Lloyds Banking Group has not disbursed 70% of the money set aside to compensate victims of mis-sold derivatives, but the bank has ramped up its bonus pool in the meantime.

As of 31 December 2013, Lloyds had only used £368m (€448m, $611m) of the £530m in redress it is has set aside for compensating SMEs for the mis-selling of interest rate swap agreements (IRSA), according to the group's 2013 full year financial results.

While £130m was added to the redress fund, overall £218m relates to administrative costs and not compensation.

"No provision has been recognised in relation to claims from customers which are not covered by the agreement with the Financial Conduct Authority (FCA), or incremental claims from customers within the scope of the review," said Lloyds.

"These will be monitored and future provisions will be recognised to the extent an obligation resulting in a probable outflow is identified."

Overall, the FCA's figures for January show that only £306.2m has been collectively paid out so far, by all the banks - a drop in the ocean compared with the £20bn set aside to cover the payment protection insurance (PPI) scandal.
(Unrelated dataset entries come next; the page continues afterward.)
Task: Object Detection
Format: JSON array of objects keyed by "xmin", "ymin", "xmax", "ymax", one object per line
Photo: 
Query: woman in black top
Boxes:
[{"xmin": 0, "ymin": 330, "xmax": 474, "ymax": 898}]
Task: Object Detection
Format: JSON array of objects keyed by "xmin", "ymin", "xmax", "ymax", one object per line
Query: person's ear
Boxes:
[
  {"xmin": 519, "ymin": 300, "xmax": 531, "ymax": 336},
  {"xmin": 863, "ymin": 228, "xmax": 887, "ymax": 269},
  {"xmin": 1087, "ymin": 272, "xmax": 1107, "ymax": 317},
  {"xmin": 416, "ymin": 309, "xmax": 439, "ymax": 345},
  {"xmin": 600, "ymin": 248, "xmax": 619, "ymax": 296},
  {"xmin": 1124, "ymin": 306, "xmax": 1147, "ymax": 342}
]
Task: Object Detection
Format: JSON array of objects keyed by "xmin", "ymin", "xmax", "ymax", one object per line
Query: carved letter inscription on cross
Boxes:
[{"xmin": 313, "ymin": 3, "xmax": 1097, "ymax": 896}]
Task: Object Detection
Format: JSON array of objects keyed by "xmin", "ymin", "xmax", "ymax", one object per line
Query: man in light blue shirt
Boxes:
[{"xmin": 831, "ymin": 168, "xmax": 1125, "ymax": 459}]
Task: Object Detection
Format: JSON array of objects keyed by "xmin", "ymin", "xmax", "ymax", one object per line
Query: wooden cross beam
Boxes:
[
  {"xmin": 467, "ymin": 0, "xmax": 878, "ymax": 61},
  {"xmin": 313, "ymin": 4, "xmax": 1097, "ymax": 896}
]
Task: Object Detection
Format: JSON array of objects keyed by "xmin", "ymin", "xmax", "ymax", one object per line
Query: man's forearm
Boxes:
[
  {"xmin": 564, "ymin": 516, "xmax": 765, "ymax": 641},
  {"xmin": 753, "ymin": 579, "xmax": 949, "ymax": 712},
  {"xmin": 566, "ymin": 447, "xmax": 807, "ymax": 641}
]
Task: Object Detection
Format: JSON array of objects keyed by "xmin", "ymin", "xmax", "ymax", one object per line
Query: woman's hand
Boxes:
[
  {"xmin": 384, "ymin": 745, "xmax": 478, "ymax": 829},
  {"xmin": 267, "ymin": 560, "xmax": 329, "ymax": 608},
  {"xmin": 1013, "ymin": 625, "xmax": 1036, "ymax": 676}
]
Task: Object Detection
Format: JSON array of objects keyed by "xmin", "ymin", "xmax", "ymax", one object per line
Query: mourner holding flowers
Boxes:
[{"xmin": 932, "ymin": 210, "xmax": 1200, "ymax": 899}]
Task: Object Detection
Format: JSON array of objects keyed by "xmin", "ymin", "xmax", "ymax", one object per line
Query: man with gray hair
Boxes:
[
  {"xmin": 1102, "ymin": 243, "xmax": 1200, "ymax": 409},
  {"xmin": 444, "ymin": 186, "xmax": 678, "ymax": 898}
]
PPI was originally designed to provide loan repayment cover, should the customer fall ill, lose their job or have an accident.

However, millions of customers complained after saying that they never wanted or needed the policy in the first place.

Lloyds' total PPI bill now stands at £9.8bn.

Meanwhile, Lloyds boosted its annual banker bonus pool by 10% to £395m after the financial more than doubled its underlying profit to £6.2bn.

The group's chief executive Antonio Horta-Osorio will also receive a £1.7m bonus award in deferred shares for five years, which is also subject to conditions.

He is entitled to, under his contract, a maximum annual award of 225% of his £1.061m basic salary.

What Are IRSAs?

Interest rate swap agreements are contracts between banks and customers where typically one side pays a floating or variable rate of interest and receives a fixed rate of interest payments in exchange.

Such contracts are used to hedge against extreme movements in market interest rates over a given period. Companies that saw the value of these products move against them as rates fell during the recession now owe banks inordinate sums of money in yearly interest payments.

The biggest sellers of these products are Barclays, HSBC, the Royal Bank of Scotland, and Lloyds.